Les faits remontent au 4 novembre 2012. Ce jour-là, des passants découvrent sur le bas-côté d’un chemin forestier à Saint-Martin-de-Boscherville, en Seine-Maritime, un corps dans un état de dégradation avancée, partiellement brûlé — une tentative manifeste de faire disparaître toute trace et de compliquer l’identification de la victime. Malgré cela, les enquêteurs parviennent à identifier le corps : il s’agit de Kassandra, une femme transgenre péruvienne installée à Rouen, qui exerçait la prostitution dans la région. L’autopsie est sans équivoque : la cause du décès est une asphyxie, ce qui exclut toute hypothèse accidentelle et confirme un meurtre volontaire.

Une information judiciaire est ouverte dès le 12 novembre 2012. Les enquêteurs auditionnent clients, proches et témoins, remontant le fil de la vie de Kassandra pour tenter d’identifier son assassin. Mais les pistes s’épuisent les unes après les autres. Trois ans plus tard, en 2015, un non-lieu est rendu : faute d’avoir pu identifier formellement un auteur, la justice est contrainte de classer le dossier. Pour la famille et les proches de Kassandra, c’est un coup de massue. L’affaire semblait condamnée à rejoindre la longue liste des meurtres impunis.

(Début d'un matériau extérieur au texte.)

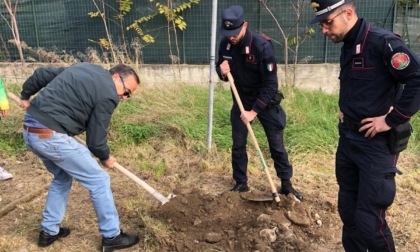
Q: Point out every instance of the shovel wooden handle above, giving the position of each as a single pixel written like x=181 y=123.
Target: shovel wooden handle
x=133 y=177
x=119 y=167
x=254 y=139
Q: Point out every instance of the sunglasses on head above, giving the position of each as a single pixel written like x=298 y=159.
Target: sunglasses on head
x=127 y=92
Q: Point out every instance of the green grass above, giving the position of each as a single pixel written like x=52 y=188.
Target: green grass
x=182 y=112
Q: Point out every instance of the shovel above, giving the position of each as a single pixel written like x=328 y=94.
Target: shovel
x=119 y=167
x=274 y=192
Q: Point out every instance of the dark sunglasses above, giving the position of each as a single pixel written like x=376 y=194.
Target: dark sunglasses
x=127 y=92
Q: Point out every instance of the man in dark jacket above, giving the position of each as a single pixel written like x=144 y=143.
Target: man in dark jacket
x=249 y=57
x=69 y=101
x=373 y=106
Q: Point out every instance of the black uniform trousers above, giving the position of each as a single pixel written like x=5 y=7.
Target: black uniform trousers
x=273 y=120
x=365 y=171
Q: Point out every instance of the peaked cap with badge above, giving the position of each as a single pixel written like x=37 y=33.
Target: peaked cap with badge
x=232 y=21
x=323 y=8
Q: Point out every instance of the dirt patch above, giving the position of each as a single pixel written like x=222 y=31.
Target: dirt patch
x=231 y=222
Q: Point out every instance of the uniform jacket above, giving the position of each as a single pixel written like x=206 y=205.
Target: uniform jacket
x=72 y=100
x=4 y=102
x=373 y=63
x=253 y=67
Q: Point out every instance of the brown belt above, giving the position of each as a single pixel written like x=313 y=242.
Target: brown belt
x=42 y=133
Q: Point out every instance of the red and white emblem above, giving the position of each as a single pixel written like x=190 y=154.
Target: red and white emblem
x=400 y=61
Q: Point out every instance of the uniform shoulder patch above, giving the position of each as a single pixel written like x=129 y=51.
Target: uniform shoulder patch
x=400 y=61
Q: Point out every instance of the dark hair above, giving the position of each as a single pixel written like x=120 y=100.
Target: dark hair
x=124 y=71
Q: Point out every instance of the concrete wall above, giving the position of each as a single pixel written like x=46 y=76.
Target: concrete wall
x=308 y=76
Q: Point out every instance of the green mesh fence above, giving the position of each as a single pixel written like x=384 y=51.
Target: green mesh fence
x=64 y=30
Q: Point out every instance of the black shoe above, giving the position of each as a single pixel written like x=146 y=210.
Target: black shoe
x=286 y=188
x=240 y=187
x=46 y=239
x=119 y=242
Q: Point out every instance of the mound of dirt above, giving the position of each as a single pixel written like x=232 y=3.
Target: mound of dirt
x=231 y=222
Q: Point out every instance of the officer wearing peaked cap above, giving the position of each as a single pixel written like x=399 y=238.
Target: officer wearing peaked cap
x=375 y=109
x=249 y=57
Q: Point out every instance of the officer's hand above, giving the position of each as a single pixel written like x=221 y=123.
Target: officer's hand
x=224 y=68
x=374 y=125
x=341 y=116
x=110 y=162
x=248 y=116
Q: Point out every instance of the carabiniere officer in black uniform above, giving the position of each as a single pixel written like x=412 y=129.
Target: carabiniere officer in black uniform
x=379 y=93
x=249 y=57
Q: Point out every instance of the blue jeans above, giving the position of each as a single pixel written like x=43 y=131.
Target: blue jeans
x=66 y=159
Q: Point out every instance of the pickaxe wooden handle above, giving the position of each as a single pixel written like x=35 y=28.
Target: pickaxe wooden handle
x=119 y=167
x=254 y=140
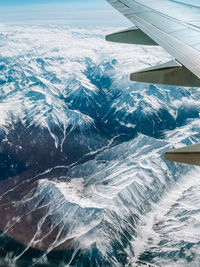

C’est sans compter sur la ténacité du pôle national des crimes sériels ou non élucidés, créé précisément pour raviver ce type de dossiers que le temps semblait avoir définitivement engloutis. En juillet 2023, le PCSNE relance les investigations et soumet à nouveau l’ensemble des scellés prélevés sur la scène de crime à des expertises génétiques de dernière génération, bien plus puissantes que celles disponibles en 2012. Le résultat est décisif : un profil ADN masculin, jusqu’alors inexploitable, est extrait des prélèvements. Il ne reste plus qu’à lui trouver un visage.

Ce visage surgit en juin 2025, de la manière la plus inattendue : le profil ADN est rapproché, via le fichier national automatisé des empreintes génétiques, d’un individu interpellé dans une affaire totalement distincte. Le puzzle se met alors en place à une vitesse remarquable. En octobre 2025, une nouvelle information judiciaire est ouverte du chef de meurtre, et les enquêteurs du PCSNE reconstituent méticuleusement le parcours du suspect, retraçant ses mouvements et ses connexions possibles avec Kassandra à l’époque des faits. Moins d’un an plus tard, l’homme de 44 ans est interpellé, mis en examen et placé en détention provisoire — sans antécédents judiciaires connus.

Cette affaire illustre de façon saisissante la révolution silencieuse qu’a opérée la génétique forensique dans l’élucidation des cold cases. Des traces biologiques invisibles à l’œil nu, prélevées sur une scène de crime il y a quatorze ans, ont suffi à confondre un homme que le temps et l’impunité croyaient à l’abri. Pour la communauté transgenre et les associations de défense des travailleuses du sexe, qui avaient dénoncé à l’époque une enquête initiale menée trop rapidement, ce dénouement résonne comme une forme de reconnaissance tardive mais réelle.